Le chef de l’Etat veut-il nous dire qu’il ne voit pas que ses ministres et ses DG, une fois nommés, rivalisent d’ardeur pour organiser des meetings de soutien à son action et offrir des présents aux populations ? Veut-il nous dire le plus sincèrement et le plus honnêtement du monde qu’il pense que ces extravagances sont financées par les salaires de ces occasionnels et douteux donateurs ? On a même vu un directeur de société, sorti de nulle part, offrir, personnellement, un tracteur de grande puissance à des populations d’une localité de notre pays.

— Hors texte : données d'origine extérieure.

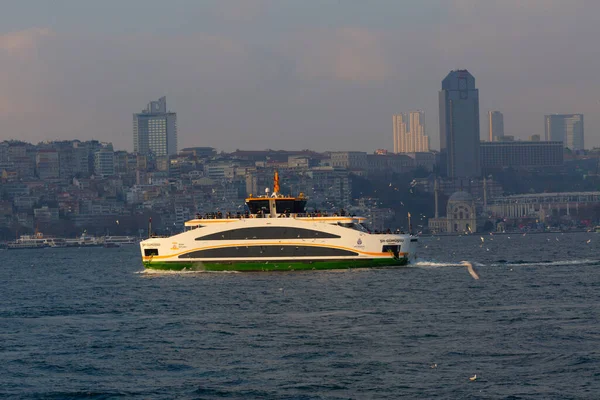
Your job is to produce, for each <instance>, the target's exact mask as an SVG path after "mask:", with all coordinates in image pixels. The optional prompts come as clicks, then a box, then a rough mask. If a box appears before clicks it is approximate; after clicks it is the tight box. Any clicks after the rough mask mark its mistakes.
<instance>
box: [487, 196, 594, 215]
mask: <svg viewBox="0 0 600 400" xmlns="http://www.w3.org/2000/svg"><path fill="white" fill-rule="evenodd" d="M599 203H600V192H561V193H527V194H516V195H510V196H500V197H496V198H493V199H490V202H489V204H488V205H487V206H486V207H485V208H486V211H487V212H488V213H490V215H491V216H493V217H495V218H503V219H505V218H506V219H525V218H530V219H536V220H539V221H540V222H544V221H545V220H546V219H547V218H549V217H553V216H554V217H558V216H574V217H576V216H578V215H581V216H583V215H594V214H595V213H596V211H595V210H596V207H597V206H598V204H599Z"/></svg>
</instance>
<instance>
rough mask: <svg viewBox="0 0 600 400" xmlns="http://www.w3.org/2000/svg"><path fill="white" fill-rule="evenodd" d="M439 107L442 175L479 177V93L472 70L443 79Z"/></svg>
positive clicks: (454, 177)
mask: <svg viewBox="0 0 600 400" xmlns="http://www.w3.org/2000/svg"><path fill="white" fill-rule="evenodd" d="M439 107H440V114H439V115H440V155H441V161H440V163H441V165H440V167H441V169H442V171H441V172H442V174H443V175H445V176H447V177H448V178H451V179H456V178H473V177H479V176H480V175H481V165H480V162H479V142H480V138H479V90H478V89H477V88H476V87H475V78H474V77H473V75H471V74H470V73H469V71H467V70H456V71H451V72H450V73H449V74H448V75H447V76H446V78H444V80H443V81H442V90H440V92H439Z"/></svg>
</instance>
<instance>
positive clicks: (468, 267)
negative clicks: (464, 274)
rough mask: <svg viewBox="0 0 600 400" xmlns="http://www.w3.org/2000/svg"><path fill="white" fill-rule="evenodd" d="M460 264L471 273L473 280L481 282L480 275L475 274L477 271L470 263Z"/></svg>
mask: <svg viewBox="0 0 600 400" xmlns="http://www.w3.org/2000/svg"><path fill="white" fill-rule="evenodd" d="M460 263H461V264H462V265H464V266H466V267H467V271H469V274H470V275H471V276H472V277H473V279H475V280H479V275H478V274H477V272H475V269H473V264H471V263H470V262H468V261H461V262H460Z"/></svg>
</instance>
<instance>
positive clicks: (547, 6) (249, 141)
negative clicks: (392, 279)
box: [0, 0, 600, 151]
mask: <svg viewBox="0 0 600 400" xmlns="http://www.w3.org/2000/svg"><path fill="white" fill-rule="evenodd" d="M163 3H164V2H163ZM163 3H161V2H158V1H153V0H148V1H144V2H142V1H135V0H132V1H130V2H128V3H127V5H122V4H121V3H118V2H115V1H107V2H102V3H83V2H78V1H69V0H59V1H57V2H53V4H52V6H50V5H48V4H47V3H46V2H42V1H34V0H30V1H24V2H18V3H16V2H15V3H12V4H10V5H8V6H7V9H6V12H5V13H3V15H2V16H0V21H2V23H3V24H2V26H3V30H2V32H0V60H2V62H3V67H4V68H3V75H2V82H3V87H4V91H3V93H2V95H1V96H2V97H0V106H1V107H0V129H2V135H1V138H2V139H11V138H12V139H23V140H26V141H30V142H39V141H42V140H59V139H74V138H81V139H84V140H88V139H98V140H102V141H110V142H113V143H114V144H115V147H117V148H123V149H128V150H131V149H132V143H131V140H130V133H129V132H131V119H130V118H131V112H132V110H135V109H137V106H136V104H140V103H142V104H144V102H145V101H146V99H148V98H154V97H155V96H156V95H157V94H164V95H167V96H168V97H169V99H170V103H171V105H172V106H173V109H176V110H177V112H178V114H179V115H178V116H179V120H178V123H179V139H180V140H179V142H180V143H179V144H180V147H188V146H194V145H199V146H202V145H207V146H213V147H217V148H219V149H224V150H229V151H230V150H234V149H236V148H253V149H264V148H268V147H271V148H295V149H302V148H308V147H315V146H314V145H313V144H314V143H319V145H318V146H319V147H320V148H326V149H329V150H333V149H347V150H365V151H372V150H374V149H376V148H384V147H385V148H389V147H390V144H389V143H390V141H389V116H390V115H393V114H394V113H396V112H397V110H409V109H415V108H418V109H422V110H424V111H425V112H426V114H427V120H426V125H427V126H428V127H429V128H430V130H432V129H433V130H435V129H436V128H435V127H436V126H437V125H438V115H437V106H436V97H435V93H436V92H437V90H438V85H439V77H440V76H443V75H444V74H445V73H446V72H447V71H448V70H451V69H455V68H468V69H469V70H470V71H471V72H472V73H473V74H474V75H476V76H477V79H478V83H479V85H480V88H481V89H482V93H485V96H482V98H481V99H480V101H481V104H480V107H481V109H482V110H495V109H501V110H502V111H503V112H504V113H505V114H506V115H509V116H510V118H509V119H507V121H506V126H505V130H506V131H507V132H510V133H511V134H514V135H515V137H516V138H521V139H525V138H526V137H528V136H531V135H534V134H540V135H543V131H542V128H541V122H540V121H541V119H542V117H543V116H544V115H547V114H551V113H555V112H558V113H569V112H579V113H582V114H584V115H585V116H586V117H585V119H586V121H585V122H586V131H587V137H586V143H587V147H588V148H591V147H594V146H599V145H600V137H599V134H598V131H599V130H600V129H599V128H600V116H599V112H600V103H599V102H598V96H597V93H596V91H594V90H593V89H594V87H593V85H590V84H589V82H593V81H594V80H595V71H596V70H597V67H598V66H599V64H600V60H599V59H598V58H597V57H596V56H594V54H593V52H590V51H589V49H591V48H594V46H595V43H594V41H593V38H594V37H595V36H597V34H598V33H600V27H598V26H597V25H596V24H595V21H594V18H593V17H592V16H593V15H595V14H596V13H597V12H598V11H600V4H596V3H595V2H584V1H579V2H573V3H569V4H566V3H564V4H561V3H560V2H542V1H541V0H533V1H529V2H517V1H507V2H502V3H498V4H492V3H490V4H488V3H481V2H475V1H447V2H442V1H434V2H428V3H427V4H422V3H414V4H393V3H388V4H385V5H384V4H377V5H368V6H367V5H365V4H362V3H359V2H351V1H350V2H347V3H345V5H344V7H340V6H339V4H337V3H335V4H334V3H331V4H324V5H320V6H318V7H317V6H316V5H310V4H306V3H305V2H294V1H290V2H271V1H268V0H261V1H256V0H247V1H243V2H234V1H232V2H218V1H212V2H211V1H206V2H202V3H195V2H190V1H185V0H180V1H175V2H173V3H172V4H171V3H169V4H167V3H164V4H163ZM106 21H110V24H107V23H106ZM398 21H401V22H402V23H400V24H399V23H398ZM498 21H502V26H500V25H499V22H498ZM506 26H510V29H501V28H502V27H506ZM284 27H285V29H284ZM417 27H418V28H419V29H418V31H419V32H420V33H419V34H417V35H415V34H413V32H414V31H415V28H417ZM288 28H289V29H288ZM466 43H468V45H466ZM572 43H577V44H578V46H576V47H573V46H572ZM407 49H418V51H414V52H412V54H411V62H410V63H406V62H405V60H403V58H402V55H403V54H406V51H407ZM567 51H568V53H569V55H570V56H569V57H568V59H565V58H563V57H559V55H560V54H564V53H565V52H567ZM577 60H582V62H574V61H577ZM583 61H585V62H583ZM556 93H561V96H556V95H555V94H556ZM481 122H482V124H485V121H481ZM480 129H481V130H482V131H483V132H486V130H485V126H483V125H482V126H481V128H480ZM431 139H432V140H431V142H432V143H431V147H432V148H434V149H438V148H439V144H438V138H437V135H432V136H431ZM340 143H341V144H340Z"/></svg>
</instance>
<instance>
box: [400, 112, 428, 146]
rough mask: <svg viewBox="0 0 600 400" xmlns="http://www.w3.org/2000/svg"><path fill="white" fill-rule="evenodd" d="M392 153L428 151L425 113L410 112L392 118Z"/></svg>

Donc, des fonctionnaires de la République distribuent de l’argent à tour de bras et personne ne se demande où ils le trouvent ni pourquoi faut-il attendre d’être nommé ministre ou DG pour subitement devenir généreux à l’égard de populations dont on connait la misère depuis toujours ? Après l’on feint d’être surpris de constater que la bamboula est organisée autour des deniers de la république. A d’autres.
Nous le savons : tout le système de nomination a aujourd’hui pour socle le clientélisme. Et le promoteur en est, malheureusement, consciemment ou inconsciemment, le chef de l’Etat lui-même. Je ne pourrai donc pas croire en sa capacité d’opérer une juste réforme de notre administration tant que ce phénomène durera. Et surtout, tant qu’il sera obsédé par sa réélection en 2011.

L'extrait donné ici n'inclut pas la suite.